Who the hell is Sandy Dillon ? Is it a man or a woman ?

That's the sort of questions you must be asking yourself, and the answer is: she's simply a raw talent as a singer and as a songwriter. I've never heard anything quite like this album: the landscape sketched by the band throughout is as haunting as can be, Sandy's rasping voice is strangely beautiful, and the sheer diversity of the styles of music writing is incredible.

In the 1980s, Sandy recorded two albums that were never released because she was said to be 'ten years ahead of her time'. Ten years later, I think she's still ahead of the mainstream.

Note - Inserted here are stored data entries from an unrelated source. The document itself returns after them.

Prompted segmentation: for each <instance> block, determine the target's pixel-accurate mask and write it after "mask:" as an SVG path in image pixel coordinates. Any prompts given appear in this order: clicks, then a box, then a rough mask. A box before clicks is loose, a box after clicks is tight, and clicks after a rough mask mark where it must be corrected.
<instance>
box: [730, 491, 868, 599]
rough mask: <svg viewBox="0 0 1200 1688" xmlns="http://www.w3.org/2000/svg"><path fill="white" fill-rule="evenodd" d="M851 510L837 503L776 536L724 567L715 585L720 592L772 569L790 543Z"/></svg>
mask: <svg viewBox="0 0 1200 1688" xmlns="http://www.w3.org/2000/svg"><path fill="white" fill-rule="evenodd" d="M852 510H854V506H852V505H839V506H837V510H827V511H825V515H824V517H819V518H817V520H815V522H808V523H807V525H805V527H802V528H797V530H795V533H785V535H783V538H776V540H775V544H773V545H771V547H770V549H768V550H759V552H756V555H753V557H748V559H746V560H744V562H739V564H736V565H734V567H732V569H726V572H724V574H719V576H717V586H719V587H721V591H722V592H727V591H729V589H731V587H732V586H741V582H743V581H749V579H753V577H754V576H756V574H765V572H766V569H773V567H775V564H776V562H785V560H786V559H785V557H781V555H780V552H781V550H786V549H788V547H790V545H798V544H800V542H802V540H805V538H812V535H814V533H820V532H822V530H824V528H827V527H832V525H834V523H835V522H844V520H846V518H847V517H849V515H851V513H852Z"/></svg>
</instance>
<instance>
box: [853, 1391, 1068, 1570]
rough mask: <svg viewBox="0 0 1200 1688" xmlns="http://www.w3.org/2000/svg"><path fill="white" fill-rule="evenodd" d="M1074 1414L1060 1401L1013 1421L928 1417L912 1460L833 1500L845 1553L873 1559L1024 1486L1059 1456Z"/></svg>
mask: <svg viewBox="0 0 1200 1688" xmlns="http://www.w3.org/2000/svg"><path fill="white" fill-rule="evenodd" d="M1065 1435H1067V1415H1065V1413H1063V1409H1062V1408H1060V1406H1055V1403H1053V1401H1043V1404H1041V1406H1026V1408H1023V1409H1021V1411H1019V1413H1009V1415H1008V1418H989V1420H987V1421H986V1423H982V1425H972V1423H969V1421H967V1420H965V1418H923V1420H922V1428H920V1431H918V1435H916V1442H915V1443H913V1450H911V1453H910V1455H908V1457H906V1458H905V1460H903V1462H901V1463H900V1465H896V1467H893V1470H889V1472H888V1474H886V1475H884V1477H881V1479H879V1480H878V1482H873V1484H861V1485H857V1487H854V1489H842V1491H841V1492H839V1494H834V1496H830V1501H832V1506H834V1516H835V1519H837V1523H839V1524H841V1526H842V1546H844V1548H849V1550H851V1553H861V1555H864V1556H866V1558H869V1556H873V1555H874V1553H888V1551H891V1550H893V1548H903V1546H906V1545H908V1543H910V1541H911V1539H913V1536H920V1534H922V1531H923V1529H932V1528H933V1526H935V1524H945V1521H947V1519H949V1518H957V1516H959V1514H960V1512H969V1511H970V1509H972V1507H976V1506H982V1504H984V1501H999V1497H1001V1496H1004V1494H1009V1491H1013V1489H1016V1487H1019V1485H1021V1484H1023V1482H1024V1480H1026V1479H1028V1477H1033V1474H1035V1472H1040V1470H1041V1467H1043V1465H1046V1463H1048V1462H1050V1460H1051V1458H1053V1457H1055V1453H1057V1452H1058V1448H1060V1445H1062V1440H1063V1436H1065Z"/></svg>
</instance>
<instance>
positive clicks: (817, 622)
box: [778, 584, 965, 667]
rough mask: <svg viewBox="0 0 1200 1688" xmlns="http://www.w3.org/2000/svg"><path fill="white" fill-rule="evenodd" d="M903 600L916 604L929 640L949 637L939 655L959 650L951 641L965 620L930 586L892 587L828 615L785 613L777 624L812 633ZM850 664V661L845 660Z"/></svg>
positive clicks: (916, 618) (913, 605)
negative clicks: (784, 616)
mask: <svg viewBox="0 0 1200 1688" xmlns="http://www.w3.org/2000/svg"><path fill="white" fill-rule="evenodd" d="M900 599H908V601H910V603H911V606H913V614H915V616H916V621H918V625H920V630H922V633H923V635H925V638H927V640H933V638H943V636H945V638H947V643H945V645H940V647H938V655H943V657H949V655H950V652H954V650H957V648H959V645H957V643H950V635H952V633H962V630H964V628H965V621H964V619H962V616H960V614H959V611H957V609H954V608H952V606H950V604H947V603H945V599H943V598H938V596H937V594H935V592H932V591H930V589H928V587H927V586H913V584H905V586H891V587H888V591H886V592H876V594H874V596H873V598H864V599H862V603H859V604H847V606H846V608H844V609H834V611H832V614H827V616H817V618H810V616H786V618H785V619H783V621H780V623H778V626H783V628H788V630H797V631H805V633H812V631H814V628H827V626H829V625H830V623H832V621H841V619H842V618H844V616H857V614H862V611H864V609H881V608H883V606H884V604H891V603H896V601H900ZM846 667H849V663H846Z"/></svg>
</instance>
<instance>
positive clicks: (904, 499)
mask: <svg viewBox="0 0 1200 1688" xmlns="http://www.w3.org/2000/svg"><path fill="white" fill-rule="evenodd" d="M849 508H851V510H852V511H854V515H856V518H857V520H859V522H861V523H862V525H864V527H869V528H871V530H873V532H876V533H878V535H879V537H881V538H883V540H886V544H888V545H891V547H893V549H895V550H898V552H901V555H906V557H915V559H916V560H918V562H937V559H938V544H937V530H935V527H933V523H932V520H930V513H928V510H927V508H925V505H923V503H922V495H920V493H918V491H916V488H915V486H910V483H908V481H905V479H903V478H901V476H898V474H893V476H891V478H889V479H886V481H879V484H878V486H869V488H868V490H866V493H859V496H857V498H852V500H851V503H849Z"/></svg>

Her way of singing 'torch songs where the women don't get burnt' expresses a relief of being unhappy which really is uncommon. The women of her songs are no longer the loved ones, they are those who love, and they act passionately, not scared of killing and accepting the consequences. She embodies a whole philosophy of 'girl power' which is profound ( not like a certain perception given by a terrible group called 'the spice girls' ) and not scared of being aggressive over the men they love.

The most striking element of this album though has to be the music itself. Sandy never stops surprising us, track after track, with styles ranging from the beautiful, dark, gothic blues 'Float', to pure and simple rock 'n' roll in 'Too much fun'.

I can promise you one thing: you've never heard anything like this, and you'll either love it or loathe it. I loved it.